Motorists from Texas, Colorado and Oklahoma were among those stranded en route to ski resorts on Dec. 29, when a deadly blizzard struck the area. The Glovers, whose home is about 40 miles west of Clayton just off U.S. 56, heard a group of stranded drivers via the two-way radios they use to communicate from the house to their workshop.
“We live, literally, 150 yards from the highway,” said Randy Glover, “but no one could see our house because the conditions outside were so terrible.”
For three nights, four-dozen people slept wherever they could find room (Randy Glover snoozed on the kitchen linoleum one night.) They shared one bathroom. Small groups passed the time much as they would at a family reunion, alternately napping, playing board games or dominos and preparing food or cleaning up.
“Everyone had a role to fill, it seemed like, and it was a group of people who were willing and happy to do whatever they could to help everyone out,” Randy Glover said. “They were courteous, considerate and grateful. Some were also scared, so we tried to be reassuring to them. We’ve been through this kind of thing before, but never with so many people.”
Providentially, one of the first guests at the Glover home was a truck driver carrying a large load of dry goods.

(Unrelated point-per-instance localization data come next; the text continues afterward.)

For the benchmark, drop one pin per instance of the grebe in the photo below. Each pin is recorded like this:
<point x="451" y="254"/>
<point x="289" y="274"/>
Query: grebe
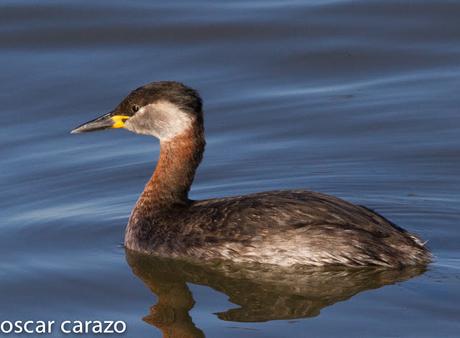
<point x="278" y="227"/>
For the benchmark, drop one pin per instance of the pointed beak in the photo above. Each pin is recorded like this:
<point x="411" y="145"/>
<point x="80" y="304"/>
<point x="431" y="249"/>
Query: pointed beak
<point x="107" y="121"/>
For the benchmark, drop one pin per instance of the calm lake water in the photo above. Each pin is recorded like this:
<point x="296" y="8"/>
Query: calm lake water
<point x="358" y="99"/>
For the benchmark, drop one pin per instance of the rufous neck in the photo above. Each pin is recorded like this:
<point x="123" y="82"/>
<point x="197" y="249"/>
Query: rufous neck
<point x="176" y="167"/>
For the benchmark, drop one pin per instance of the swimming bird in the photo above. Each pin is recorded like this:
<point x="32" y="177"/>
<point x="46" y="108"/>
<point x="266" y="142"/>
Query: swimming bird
<point x="277" y="227"/>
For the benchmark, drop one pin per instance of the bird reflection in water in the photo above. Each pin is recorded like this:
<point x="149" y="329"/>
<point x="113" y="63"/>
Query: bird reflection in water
<point x="262" y="292"/>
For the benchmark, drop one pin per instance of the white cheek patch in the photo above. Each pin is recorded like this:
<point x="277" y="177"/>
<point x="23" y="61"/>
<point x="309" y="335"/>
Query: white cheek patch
<point x="161" y="119"/>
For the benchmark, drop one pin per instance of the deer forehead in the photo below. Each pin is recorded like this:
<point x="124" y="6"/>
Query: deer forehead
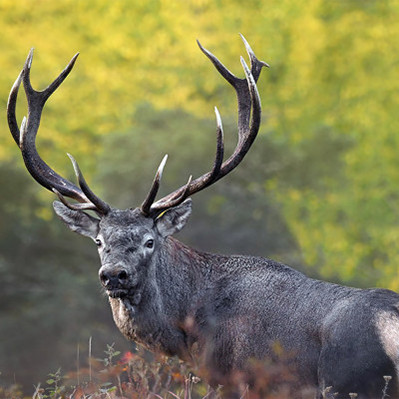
<point x="129" y="223"/>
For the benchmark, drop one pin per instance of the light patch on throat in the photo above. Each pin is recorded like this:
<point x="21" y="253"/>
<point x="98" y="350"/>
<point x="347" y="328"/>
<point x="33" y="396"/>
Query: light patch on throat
<point x="387" y="324"/>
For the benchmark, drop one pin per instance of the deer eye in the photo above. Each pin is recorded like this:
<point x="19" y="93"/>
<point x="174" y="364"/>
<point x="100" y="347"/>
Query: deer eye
<point x="149" y="243"/>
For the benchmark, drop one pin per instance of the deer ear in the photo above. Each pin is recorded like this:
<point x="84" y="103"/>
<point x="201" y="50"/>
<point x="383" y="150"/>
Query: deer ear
<point x="174" y="219"/>
<point x="77" y="221"/>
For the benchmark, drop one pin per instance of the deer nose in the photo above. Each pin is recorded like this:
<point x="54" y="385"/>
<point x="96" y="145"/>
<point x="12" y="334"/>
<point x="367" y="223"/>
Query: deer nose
<point x="113" y="278"/>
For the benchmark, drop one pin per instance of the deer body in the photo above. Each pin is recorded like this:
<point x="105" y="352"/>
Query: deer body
<point x="235" y="308"/>
<point x="220" y="311"/>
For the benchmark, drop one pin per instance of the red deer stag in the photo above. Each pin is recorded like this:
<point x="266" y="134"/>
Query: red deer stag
<point x="237" y="306"/>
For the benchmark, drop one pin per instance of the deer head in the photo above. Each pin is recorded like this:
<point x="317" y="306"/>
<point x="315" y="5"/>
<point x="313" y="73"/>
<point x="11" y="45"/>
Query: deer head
<point x="130" y="241"/>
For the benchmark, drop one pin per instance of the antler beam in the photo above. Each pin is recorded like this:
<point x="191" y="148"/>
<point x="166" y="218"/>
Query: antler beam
<point x="248" y="100"/>
<point x="26" y="137"/>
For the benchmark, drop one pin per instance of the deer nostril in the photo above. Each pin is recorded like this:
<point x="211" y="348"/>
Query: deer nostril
<point x="104" y="278"/>
<point x="122" y="275"/>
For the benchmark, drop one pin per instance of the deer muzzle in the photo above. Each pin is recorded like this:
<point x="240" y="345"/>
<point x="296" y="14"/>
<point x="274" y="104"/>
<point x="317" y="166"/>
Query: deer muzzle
<point x="115" y="280"/>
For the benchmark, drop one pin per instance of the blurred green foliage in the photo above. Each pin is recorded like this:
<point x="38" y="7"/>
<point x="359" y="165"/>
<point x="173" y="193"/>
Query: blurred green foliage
<point x="319" y="189"/>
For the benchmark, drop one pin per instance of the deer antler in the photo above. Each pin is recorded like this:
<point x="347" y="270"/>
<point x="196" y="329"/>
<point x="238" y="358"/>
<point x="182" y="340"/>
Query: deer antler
<point x="26" y="136"/>
<point x="248" y="99"/>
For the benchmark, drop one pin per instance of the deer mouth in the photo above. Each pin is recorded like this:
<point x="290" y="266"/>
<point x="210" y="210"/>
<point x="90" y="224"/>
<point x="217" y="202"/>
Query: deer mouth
<point x="117" y="292"/>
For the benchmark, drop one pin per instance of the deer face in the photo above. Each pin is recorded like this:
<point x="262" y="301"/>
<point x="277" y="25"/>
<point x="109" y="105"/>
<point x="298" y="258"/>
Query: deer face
<point x="128" y="242"/>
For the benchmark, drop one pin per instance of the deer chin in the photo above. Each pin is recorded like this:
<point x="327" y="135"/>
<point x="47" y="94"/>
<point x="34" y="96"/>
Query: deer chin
<point x="118" y="293"/>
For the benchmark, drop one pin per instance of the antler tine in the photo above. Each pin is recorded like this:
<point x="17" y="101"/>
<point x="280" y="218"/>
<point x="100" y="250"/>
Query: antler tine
<point x="146" y="205"/>
<point x="100" y="205"/>
<point x="248" y="99"/>
<point x="26" y="137"/>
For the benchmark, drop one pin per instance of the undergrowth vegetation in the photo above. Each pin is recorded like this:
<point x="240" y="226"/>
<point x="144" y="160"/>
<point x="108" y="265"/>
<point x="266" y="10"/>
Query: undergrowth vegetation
<point x="142" y="375"/>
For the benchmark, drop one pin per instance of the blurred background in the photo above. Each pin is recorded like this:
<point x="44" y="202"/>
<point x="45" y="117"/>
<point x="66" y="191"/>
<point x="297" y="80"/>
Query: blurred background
<point x="319" y="190"/>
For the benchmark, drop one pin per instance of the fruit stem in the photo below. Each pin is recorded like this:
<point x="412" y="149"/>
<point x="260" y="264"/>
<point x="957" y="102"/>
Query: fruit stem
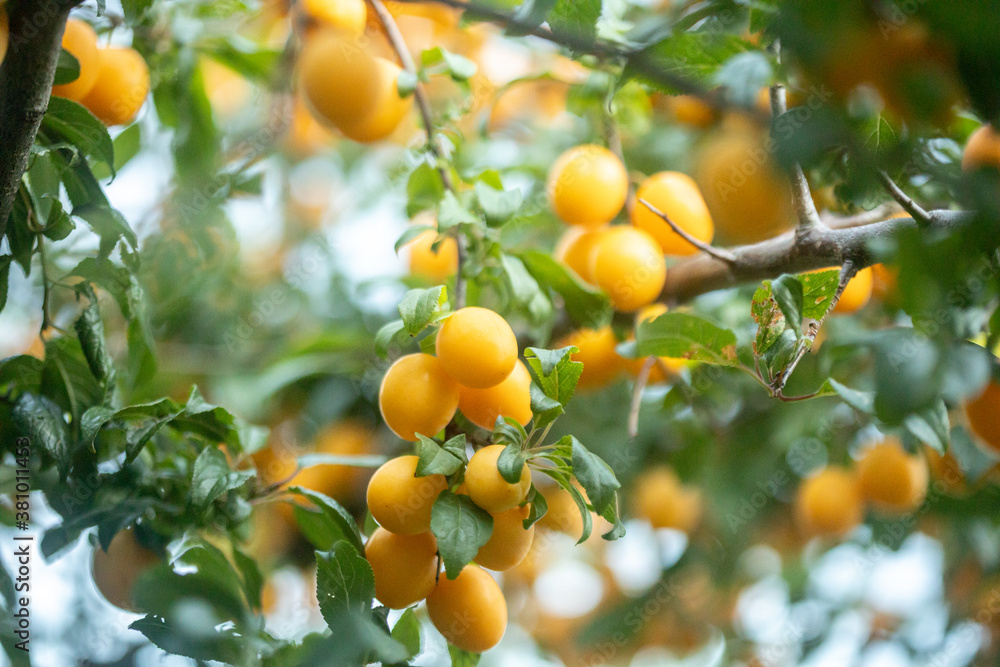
<point x="718" y="253"/>
<point x="919" y="215"/>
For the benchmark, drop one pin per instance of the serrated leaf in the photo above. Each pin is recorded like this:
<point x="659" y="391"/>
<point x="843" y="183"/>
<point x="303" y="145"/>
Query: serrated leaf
<point x="422" y="307"/>
<point x="684" y="336"/>
<point x="586" y="307"/>
<point x="433" y="459"/>
<point x="555" y="371"/>
<point x="461" y="528"/>
<point x="788" y="294"/>
<point x="345" y="582"/>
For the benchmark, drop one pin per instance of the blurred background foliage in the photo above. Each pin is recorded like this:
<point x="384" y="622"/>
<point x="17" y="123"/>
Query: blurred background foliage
<point x="250" y="253"/>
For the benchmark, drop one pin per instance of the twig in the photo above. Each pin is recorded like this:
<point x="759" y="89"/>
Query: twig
<point x="398" y="44"/>
<point x="640" y="384"/>
<point x="921" y="216"/>
<point x="847" y="271"/>
<point x="718" y="253"/>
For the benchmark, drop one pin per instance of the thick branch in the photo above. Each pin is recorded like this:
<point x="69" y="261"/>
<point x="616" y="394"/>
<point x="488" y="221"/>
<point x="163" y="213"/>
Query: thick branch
<point x="790" y="253"/>
<point x="25" y="83"/>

His cans of soup, boxes of pastries and cases of toiletries sustained the crowd of 33 adults and 15 children, including the Glovers’ two children: 9-year-old Lance and 3-year-old Linzie.

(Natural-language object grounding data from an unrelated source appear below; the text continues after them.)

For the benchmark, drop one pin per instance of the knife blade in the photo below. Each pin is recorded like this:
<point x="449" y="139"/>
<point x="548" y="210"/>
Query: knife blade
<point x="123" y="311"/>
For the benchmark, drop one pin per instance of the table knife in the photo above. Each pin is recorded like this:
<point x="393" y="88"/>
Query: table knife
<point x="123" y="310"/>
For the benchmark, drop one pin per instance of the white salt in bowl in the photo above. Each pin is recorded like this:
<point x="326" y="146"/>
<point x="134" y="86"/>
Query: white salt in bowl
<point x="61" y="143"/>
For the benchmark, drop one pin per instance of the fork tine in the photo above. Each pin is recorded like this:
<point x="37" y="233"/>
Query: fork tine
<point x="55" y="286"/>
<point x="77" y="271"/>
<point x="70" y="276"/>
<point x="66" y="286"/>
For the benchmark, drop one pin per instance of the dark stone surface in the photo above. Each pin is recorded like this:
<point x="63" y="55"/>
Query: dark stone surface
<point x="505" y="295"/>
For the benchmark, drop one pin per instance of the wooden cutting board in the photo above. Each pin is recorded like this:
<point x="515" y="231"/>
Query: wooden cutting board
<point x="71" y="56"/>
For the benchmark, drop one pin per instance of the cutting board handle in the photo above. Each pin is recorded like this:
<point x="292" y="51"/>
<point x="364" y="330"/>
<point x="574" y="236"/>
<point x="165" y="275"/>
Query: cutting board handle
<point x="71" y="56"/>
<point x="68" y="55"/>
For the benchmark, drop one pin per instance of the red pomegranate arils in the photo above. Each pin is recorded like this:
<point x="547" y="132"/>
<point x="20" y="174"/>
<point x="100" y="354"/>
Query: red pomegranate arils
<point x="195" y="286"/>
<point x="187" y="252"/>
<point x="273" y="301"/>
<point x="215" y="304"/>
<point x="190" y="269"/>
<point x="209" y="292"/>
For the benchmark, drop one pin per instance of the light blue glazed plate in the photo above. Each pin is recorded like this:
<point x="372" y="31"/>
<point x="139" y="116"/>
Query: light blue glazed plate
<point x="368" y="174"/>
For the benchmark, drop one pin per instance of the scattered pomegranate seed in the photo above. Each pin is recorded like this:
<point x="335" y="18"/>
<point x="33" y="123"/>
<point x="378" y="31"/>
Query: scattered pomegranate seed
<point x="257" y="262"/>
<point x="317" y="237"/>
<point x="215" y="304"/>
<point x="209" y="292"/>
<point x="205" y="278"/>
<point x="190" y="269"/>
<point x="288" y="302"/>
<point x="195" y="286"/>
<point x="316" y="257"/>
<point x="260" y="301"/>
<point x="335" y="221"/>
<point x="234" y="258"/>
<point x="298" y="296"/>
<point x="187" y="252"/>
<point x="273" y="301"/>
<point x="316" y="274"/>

“If it hadn’t of been for Scott and his boss letting him break the seal on that truck, we’d have been eating things no one would under normal circumstances,” Randy Glover said.
Christine Glover said she felt a little depressed when everyone left.
“They say we’re all going to meet back here a year from now, and we’re going to do this again,” she said. “They’re already planning the reunion.”
Randy Glover said he expects some of their new friends will call or stop by under better circumstances.
“We did get to be pretty good friends with all these people,” he said. “We’ve talked to several since then, shared e-mails and phone calls, that sort of thing. Some we’ll see again, some we might not.”
A few have returned, either to show friends where they spent the blizzard or to thank the couple again for their hospitality. But these modern-day Good Samaritans say they were just doing what was right.
“A lady at church told me she didn’t think she could do what we did,” Randy Glover said, adding that talk-show host Geraldo Rivera said the same thing in an interview via satellite in New York.
“The Bible tells us to serve people, and that’s all we did. We’re not heroes or super-human. We’re just Christians.”